Como, portanto, confiar no poder que têm as palavras, ou melhor, como lidar
com algo que se aloja em um terreno cheio de incertezas como a biografia? A resposta
para esses questionamentos, mais do que um motivador do presente trabalho, é apenas
um vácuo no qual irão se alojar as infinitas possibilidades do texto borgiano.
Caleidoscópico, demiurgo de seu próprio labirinto, Jorge Luis Borges compreendeu, em
toda sua múltipla literatura, que mais valem as perguntas do que as respostas. Assim,
quando Borges afirma que somos incapazes de desvelar o que existe de poético e belo
em uma simples comparação, está, de fato, afirmando e corroborando as afirmações
teóricas que foram anteriormente esmiuçadas aqui. O sujeito, os significados e, por
conseguinte, toda e qualquer face da nossa realidade que está, inexoravelmente atada às
palavras, está também sujeita ao fato de que cada interpretação e cada leitura será
indiscutivelmente única. Todas as versões possíveis e imagináveis da vida de um
mesmo personagem, como por exemplo, o Tristram Shandy de Lawrence Sterne, são
permeadas de elementos que são praticamente intangíveis e, por vezes,
incompreensíveis. A vida de Tristram Shandy não se reduz aos fatos ou mesmo ao
contexto aos quais estão ligados estes mesmos fatos, mas à incapacidade que seu
próprio narrador tem de contar, com o que seria considerado um mínimo de
objetividade, os marcos principais daquilo que a civilização ocidental institucionalizou
como sendo os mais importantes na vida de uma pessoa.

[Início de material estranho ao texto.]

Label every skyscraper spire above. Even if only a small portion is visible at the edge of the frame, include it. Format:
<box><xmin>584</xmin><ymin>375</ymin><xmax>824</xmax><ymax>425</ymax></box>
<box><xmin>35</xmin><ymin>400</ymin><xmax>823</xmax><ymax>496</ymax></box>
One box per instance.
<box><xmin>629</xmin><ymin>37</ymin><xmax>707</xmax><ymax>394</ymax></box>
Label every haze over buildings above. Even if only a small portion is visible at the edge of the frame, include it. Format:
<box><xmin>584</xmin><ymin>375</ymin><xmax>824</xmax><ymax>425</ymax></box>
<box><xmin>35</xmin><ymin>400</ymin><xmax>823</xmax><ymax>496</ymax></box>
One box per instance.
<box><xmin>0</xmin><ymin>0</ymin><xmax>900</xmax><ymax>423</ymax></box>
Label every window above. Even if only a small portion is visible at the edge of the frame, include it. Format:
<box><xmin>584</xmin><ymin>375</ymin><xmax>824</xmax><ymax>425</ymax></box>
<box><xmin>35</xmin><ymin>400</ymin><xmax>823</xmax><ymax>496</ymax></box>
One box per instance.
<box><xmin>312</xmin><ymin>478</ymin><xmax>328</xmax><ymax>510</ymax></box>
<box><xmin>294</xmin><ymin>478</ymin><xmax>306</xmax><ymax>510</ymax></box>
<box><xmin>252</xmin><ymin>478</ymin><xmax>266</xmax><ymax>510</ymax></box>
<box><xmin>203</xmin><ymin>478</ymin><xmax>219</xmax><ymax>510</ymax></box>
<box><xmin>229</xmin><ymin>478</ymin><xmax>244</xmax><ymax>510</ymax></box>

Da mesma maneira como Lawrence Sterne anteriormente jogou com o estatuto
da autobiografia, Jorge Luis Borges também jogará, não só com o estatuto da
autobiografia, mas com o da literatura de um modo geral.
Dessa maneira, no primeiro capítulo será traçado um perfil da personalidade
literária que Jorge Luis Borges passou toda sua vida construindo. Entrevistas,
fragmentos de contos, depoimentos de pessoas que conviveram com o autor irão se
entrecruzar na tentativa de mapear como o escritor construiu sua figura pública. Afinal,
como lidar com um autor cuja obra consiste, em sua maioria, de páginas breves, contos
e narrativas curtas? Não seria a união de todas essas possibilidades o Borges que
emergeria do caleidoscópio?
Já no segundo capítulo serão abordados apenas os contos de autor, sobretudo
aqueles que fornecem mais escopo para uma análise supostamente autobiográfica. São
21
eles: “El otro”, “La memoria de Shakespeare”, “La casa de Astérion”, “Funes, el
memorioso”, e “El sur”.
No terceiro e último capítulo, serão confrontados dois dos Borges mais célebres:
o de Adolfo Bioy Casares, delineado a partir de algumas anotações oriundas do diário
do escritor, publicado em 2006, e o de Estela Canto, escritora argentina com quem Jorge
Luis Borges teve um breve relacionamento, cujos meandros são expostos em Borges à
contraluz.
Assim, tendo como base os textos supracitados, o presente trabalho terá como
principal objetivo questionar os limites de uma leitura autobiográfica da obra de Jorge
Luis Borges. É importante ressaltar, também, que os questionamentos suscitados pelas
possibilidades contidas na obra de Jorge Luis Borges servirão, sobretudo, para que
sejam propostas leituras que contemplem o viés lúdico da literatura borgiana.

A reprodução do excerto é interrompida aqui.